Chair Professor, Department of Mathematics
Vice-President (Student Affairs), Office of the Vice-President (Student Affairs)
City University of Hong Kong
Biography:
Raymond Chan is now the Vice-President (Student Affairs) at City University of Hong Kong (CityU) since 2021. Prior to joining CityU, he was the Head of the Mathematics Department (2012-2018) at the Chinese University of Hong Kong (CUHK) and retired from CUHK in 2019 as an Emeritus Professor to become the founding Dean of the College of Science at CityU. Chan has published 150 journal papers and authored 3 books. He was in the ISI Science Citation List of Top Highly-Cited Mathematicians in the world (2001 List) and was ranked no. 89 in the Numerical and Computational Mathematics field in the Stanford 2020 study of the world top 2% scientists. He won a Leslie Fox Prize for Numerical Analysis in 1989 at Cambridge, United Kingdom; a Feng Kang Prize of Scientific Computing in 1997 in Beijing, China; a Morningside Award in 1998 in Beijing, China; and 2011 Higher Education Outstanding Scientific Research Output Awards (First Prize) from the Ministry of Education in China. He was elected a Fellow of the US Society of Industrial and Applied Mathematicians (SIAM) in 2013 and a Fellow of American Mathematical Society (AMS) in 2021. Incidentally, Chan was the first and only one from an Asian university elected to SIAM Council since SIAM was established in 1952, and he served for two terms from 2015 to 2020. Chan has served on the editorial boards of many journals, presented over 170 invited conference talks in more than 20 countries.

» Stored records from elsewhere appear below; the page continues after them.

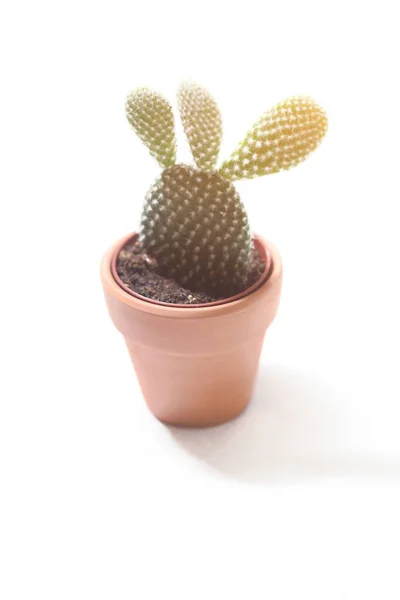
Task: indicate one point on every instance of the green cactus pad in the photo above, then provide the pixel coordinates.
(195, 225)
(202, 123)
(283, 137)
(152, 119)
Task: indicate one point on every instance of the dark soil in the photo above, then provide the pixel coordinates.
(138, 271)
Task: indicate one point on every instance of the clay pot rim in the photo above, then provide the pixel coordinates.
(130, 297)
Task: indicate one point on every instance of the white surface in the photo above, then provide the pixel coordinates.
(297, 499)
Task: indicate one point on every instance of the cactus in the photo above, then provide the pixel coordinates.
(152, 119)
(193, 221)
(280, 139)
(202, 124)
(196, 227)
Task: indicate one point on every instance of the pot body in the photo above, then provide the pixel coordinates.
(196, 365)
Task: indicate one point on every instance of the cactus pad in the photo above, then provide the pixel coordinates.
(152, 119)
(283, 137)
(202, 123)
(195, 225)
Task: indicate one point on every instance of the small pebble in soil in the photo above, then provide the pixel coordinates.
(138, 271)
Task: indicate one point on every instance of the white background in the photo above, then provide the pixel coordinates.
(300, 497)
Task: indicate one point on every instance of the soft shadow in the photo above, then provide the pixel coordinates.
(292, 430)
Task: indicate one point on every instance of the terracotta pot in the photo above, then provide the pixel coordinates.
(196, 364)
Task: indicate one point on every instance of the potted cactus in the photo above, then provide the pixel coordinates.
(193, 291)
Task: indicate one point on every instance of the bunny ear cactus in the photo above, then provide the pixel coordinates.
(152, 119)
(282, 138)
(202, 123)
(193, 221)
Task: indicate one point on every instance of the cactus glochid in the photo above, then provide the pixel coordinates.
(193, 221)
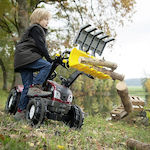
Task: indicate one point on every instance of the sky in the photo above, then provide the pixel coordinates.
(131, 49)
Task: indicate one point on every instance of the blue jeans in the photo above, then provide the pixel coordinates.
(40, 65)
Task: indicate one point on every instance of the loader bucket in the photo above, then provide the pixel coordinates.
(74, 63)
(90, 39)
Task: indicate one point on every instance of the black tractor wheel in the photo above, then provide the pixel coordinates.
(35, 112)
(75, 117)
(12, 101)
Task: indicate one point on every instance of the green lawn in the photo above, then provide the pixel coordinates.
(97, 133)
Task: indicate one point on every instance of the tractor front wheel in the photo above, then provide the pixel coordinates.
(35, 112)
(12, 101)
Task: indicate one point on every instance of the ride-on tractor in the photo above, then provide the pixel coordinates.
(58, 106)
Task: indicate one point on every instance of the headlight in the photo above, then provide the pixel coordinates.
(56, 94)
(69, 98)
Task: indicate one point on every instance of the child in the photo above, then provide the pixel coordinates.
(28, 58)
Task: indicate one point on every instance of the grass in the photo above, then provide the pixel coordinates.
(97, 133)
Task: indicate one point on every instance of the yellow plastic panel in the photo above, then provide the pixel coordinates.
(74, 63)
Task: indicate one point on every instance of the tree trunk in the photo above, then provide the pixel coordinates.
(4, 75)
(113, 75)
(134, 144)
(97, 62)
(123, 93)
(23, 22)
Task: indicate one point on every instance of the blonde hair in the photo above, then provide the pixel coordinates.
(39, 14)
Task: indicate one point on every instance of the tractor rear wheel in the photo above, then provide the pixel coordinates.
(75, 117)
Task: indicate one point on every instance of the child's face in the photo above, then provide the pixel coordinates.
(44, 23)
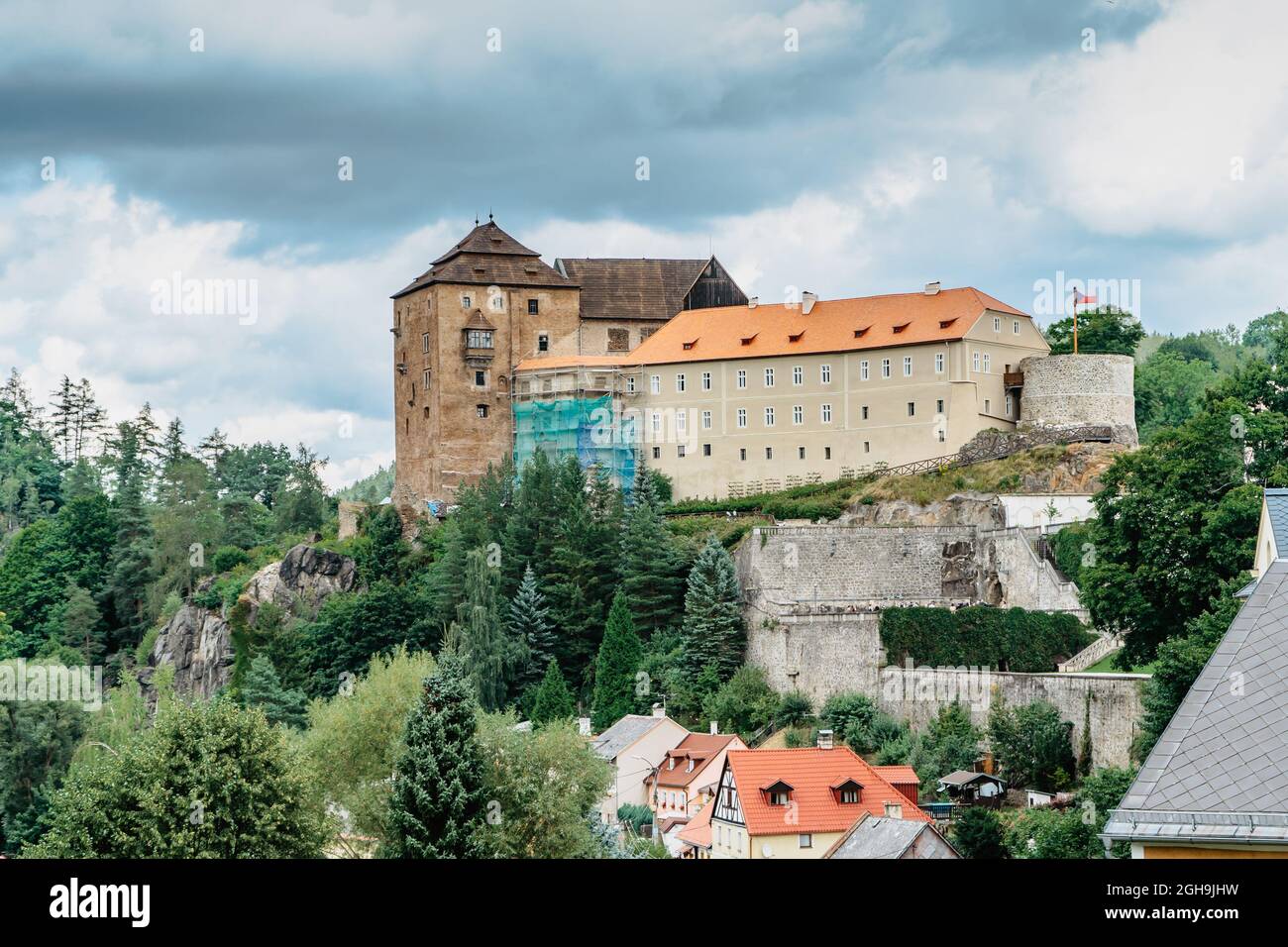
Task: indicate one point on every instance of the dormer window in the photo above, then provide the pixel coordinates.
(848, 791)
(778, 792)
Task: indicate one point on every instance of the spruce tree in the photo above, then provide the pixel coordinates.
(492, 656)
(438, 802)
(81, 625)
(649, 564)
(618, 661)
(263, 689)
(712, 615)
(554, 699)
(529, 622)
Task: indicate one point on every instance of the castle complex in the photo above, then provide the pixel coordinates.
(613, 360)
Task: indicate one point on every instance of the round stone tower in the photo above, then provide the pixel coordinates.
(1069, 390)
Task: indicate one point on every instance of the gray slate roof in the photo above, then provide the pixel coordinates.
(1220, 771)
(877, 836)
(623, 733)
(1276, 508)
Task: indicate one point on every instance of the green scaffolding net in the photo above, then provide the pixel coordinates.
(587, 428)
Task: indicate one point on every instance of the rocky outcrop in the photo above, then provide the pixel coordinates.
(197, 641)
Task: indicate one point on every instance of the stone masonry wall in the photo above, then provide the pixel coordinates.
(1065, 390)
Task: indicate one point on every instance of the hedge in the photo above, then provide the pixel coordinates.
(982, 635)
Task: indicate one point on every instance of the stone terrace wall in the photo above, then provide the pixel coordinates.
(822, 655)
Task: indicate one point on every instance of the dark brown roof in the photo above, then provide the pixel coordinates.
(488, 257)
(632, 289)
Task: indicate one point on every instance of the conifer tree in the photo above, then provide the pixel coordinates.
(713, 630)
(554, 699)
(649, 564)
(438, 805)
(263, 688)
(618, 661)
(492, 657)
(81, 625)
(529, 622)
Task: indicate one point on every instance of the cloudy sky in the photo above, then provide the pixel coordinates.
(848, 149)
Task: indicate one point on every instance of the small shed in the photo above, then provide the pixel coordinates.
(973, 789)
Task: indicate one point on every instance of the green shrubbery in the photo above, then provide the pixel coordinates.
(980, 635)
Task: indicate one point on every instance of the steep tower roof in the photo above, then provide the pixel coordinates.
(488, 257)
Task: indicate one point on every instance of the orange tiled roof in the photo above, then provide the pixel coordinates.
(700, 748)
(837, 325)
(698, 831)
(812, 775)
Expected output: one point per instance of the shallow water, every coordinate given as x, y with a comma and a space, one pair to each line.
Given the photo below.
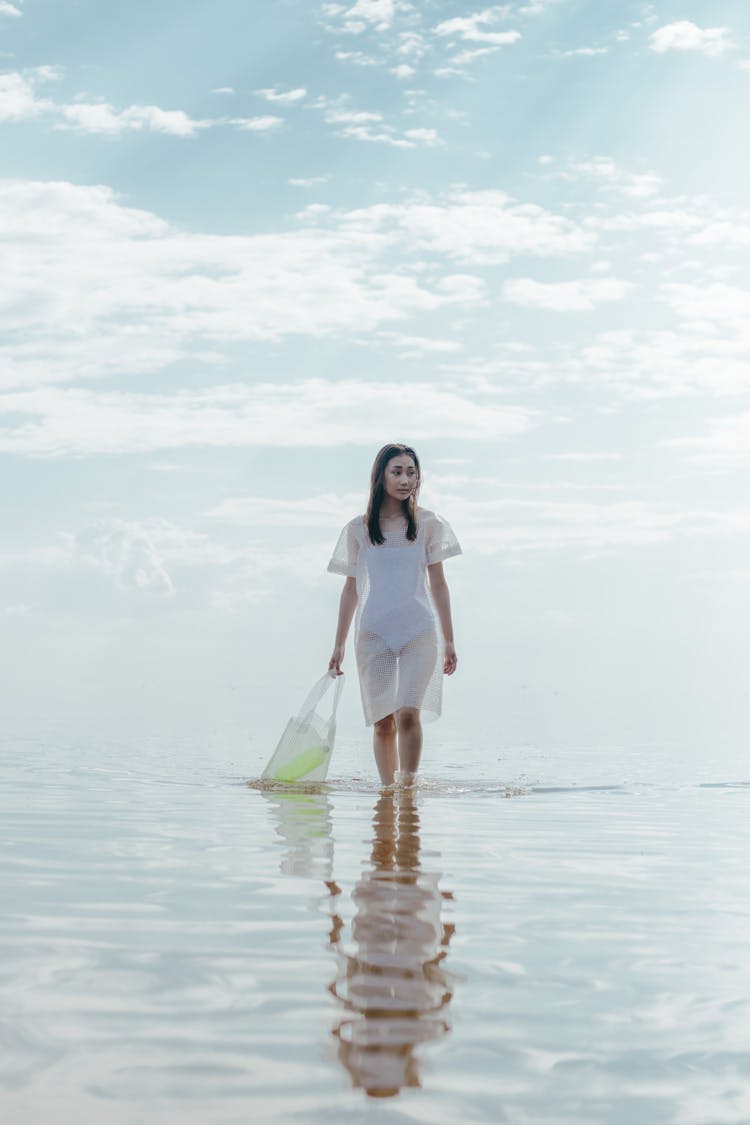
535, 936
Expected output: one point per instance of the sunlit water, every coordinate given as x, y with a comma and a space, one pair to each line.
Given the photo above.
535, 936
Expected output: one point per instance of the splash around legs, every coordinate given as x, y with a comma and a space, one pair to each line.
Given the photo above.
397, 744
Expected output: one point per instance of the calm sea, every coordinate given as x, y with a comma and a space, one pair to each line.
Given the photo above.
535, 936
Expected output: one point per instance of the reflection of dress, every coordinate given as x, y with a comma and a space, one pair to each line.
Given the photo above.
396, 637
392, 984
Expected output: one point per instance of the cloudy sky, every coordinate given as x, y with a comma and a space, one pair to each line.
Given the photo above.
245, 244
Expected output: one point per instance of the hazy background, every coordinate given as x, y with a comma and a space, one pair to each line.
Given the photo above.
244, 244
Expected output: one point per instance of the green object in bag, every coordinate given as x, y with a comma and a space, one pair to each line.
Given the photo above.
305, 747
303, 764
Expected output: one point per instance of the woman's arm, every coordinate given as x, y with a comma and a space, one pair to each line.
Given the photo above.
442, 599
346, 606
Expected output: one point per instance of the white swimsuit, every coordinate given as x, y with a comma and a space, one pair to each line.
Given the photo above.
396, 636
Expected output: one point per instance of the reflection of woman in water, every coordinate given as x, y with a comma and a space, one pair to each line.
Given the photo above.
392, 984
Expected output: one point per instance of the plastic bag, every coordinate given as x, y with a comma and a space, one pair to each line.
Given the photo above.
305, 747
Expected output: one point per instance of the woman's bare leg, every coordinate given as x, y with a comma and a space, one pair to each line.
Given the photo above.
408, 723
383, 744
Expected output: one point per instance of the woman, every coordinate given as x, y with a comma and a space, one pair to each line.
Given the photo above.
392, 561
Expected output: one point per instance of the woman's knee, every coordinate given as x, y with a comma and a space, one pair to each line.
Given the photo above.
386, 726
407, 718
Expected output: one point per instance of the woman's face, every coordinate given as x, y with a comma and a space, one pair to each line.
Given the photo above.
400, 477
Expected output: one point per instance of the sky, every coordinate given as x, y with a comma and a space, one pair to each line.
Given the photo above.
246, 244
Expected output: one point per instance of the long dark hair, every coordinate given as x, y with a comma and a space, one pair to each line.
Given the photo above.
378, 491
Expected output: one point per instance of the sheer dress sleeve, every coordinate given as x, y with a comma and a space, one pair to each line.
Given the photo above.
441, 540
343, 559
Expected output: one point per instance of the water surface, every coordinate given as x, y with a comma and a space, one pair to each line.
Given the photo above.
535, 936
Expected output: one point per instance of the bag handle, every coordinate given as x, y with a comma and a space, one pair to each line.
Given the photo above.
318, 691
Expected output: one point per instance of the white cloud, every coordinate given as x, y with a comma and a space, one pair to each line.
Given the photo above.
312, 413
726, 443
101, 117
565, 296
687, 36
607, 172
327, 510
585, 51
92, 287
558, 523
125, 551
366, 15
285, 97
19, 101
473, 28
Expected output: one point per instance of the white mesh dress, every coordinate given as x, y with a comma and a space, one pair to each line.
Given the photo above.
397, 640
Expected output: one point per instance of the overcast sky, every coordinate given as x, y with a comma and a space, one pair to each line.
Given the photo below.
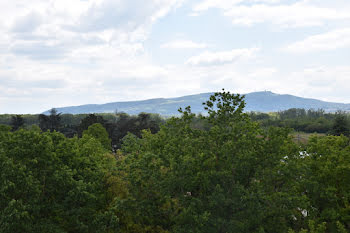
56, 53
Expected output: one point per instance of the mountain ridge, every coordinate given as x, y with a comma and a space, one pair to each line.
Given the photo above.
262, 101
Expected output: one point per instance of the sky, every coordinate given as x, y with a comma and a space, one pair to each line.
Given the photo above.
56, 53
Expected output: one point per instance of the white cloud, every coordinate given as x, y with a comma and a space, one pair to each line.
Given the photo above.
183, 44
336, 39
298, 14
218, 58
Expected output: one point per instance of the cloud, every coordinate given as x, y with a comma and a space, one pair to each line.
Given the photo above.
332, 40
183, 44
27, 23
125, 15
218, 58
298, 14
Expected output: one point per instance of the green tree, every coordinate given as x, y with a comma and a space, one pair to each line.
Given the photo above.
233, 177
17, 122
340, 125
98, 132
49, 183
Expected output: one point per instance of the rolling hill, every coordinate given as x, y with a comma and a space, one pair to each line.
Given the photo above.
264, 101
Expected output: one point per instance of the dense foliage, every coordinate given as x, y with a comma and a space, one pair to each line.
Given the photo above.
220, 172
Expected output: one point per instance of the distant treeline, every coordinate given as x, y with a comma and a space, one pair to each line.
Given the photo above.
119, 124
220, 172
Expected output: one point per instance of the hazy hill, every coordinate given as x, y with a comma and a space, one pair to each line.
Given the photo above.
265, 101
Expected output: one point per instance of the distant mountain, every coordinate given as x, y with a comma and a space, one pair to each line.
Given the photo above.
264, 101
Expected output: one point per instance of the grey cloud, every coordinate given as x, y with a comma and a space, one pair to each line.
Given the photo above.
27, 23
112, 14
8, 82
39, 50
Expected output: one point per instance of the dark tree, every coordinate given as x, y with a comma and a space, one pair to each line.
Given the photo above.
17, 122
90, 120
341, 125
51, 122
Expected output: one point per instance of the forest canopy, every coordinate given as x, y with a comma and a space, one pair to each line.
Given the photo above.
219, 172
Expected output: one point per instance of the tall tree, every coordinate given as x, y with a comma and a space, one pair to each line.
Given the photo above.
340, 125
17, 122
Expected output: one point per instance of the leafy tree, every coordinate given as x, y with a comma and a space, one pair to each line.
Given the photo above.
233, 177
17, 122
51, 122
49, 183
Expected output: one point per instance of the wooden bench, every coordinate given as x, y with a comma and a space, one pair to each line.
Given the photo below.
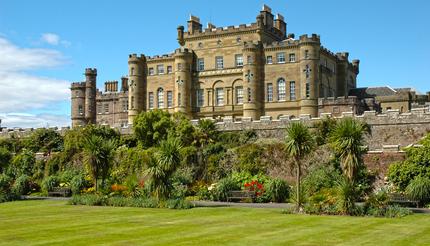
240, 195
401, 198
60, 191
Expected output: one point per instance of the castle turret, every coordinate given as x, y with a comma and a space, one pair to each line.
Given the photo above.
90, 95
137, 86
183, 64
251, 77
309, 57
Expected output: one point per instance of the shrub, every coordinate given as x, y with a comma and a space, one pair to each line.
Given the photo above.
419, 189
49, 183
278, 190
21, 185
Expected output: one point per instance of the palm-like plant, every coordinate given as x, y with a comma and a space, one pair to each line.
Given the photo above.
299, 143
99, 156
347, 140
162, 165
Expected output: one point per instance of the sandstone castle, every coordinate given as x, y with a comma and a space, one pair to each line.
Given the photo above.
242, 72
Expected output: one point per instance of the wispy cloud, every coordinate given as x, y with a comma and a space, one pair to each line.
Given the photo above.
21, 91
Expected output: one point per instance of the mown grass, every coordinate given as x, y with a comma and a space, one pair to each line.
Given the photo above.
54, 222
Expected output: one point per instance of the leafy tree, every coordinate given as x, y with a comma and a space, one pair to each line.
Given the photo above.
299, 143
99, 156
162, 166
152, 127
347, 140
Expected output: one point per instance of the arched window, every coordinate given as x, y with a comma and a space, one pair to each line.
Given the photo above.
160, 98
281, 90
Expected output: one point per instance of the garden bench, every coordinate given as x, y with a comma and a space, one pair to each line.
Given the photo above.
60, 191
401, 198
240, 194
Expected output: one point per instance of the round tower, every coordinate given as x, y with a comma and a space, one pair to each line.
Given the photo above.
309, 57
90, 95
183, 64
78, 103
251, 81
137, 86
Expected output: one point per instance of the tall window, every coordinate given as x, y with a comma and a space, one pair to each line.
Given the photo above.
280, 57
160, 69
239, 95
200, 98
292, 90
160, 98
169, 99
239, 60
281, 90
270, 92
151, 100
219, 93
200, 64
292, 57
219, 62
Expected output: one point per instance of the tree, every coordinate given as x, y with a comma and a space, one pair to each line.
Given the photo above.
162, 165
347, 140
299, 143
99, 156
152, 127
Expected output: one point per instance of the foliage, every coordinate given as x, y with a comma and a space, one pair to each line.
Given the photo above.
419, 189
347, 140
151, 127
299, 143
162, 165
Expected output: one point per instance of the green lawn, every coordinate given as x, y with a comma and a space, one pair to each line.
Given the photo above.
54, 222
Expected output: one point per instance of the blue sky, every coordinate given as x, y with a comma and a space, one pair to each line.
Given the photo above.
44, 45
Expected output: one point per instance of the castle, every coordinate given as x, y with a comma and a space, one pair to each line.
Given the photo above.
241, 72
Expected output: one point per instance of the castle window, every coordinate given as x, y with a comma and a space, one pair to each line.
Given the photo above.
280, 57
200, 64
219, 92
160, 98
160, 69
281, 90
150, 100
200, 98
239, 60
292, 57
239, 95
169, 99
292, 90
219, 62
270, 92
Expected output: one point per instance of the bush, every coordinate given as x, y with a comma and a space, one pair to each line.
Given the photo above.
21, 185
49, 183
419, 189
278, 190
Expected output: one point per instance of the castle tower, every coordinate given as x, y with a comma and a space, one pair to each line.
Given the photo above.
183, 79
90, 95
78, 103
137, 86
252, 80
309, 57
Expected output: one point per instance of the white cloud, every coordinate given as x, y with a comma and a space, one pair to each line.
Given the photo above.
34, 121
21, 91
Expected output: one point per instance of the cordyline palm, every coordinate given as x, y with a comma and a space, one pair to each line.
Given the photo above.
299, 143
347, 140
162, 165
99, 156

With the advances in sensor technology, data has become ubiquitous. To make sense of data we have to solve higher and higher dimensional problems that may seem intractable. However, many high-dimensional problems have solutions that live in low-dimensional spaces. Sparsity is a way to exploit the low-dimensional structure of the solutions to obtain feasible solutions for high-dimensional problems. In this talk, we will see how sparsity can be applied to facilitate the solutions of imaging problems, including magnetic resonance imaging, single-molecule localisation microscopy, and ground-based astronomy.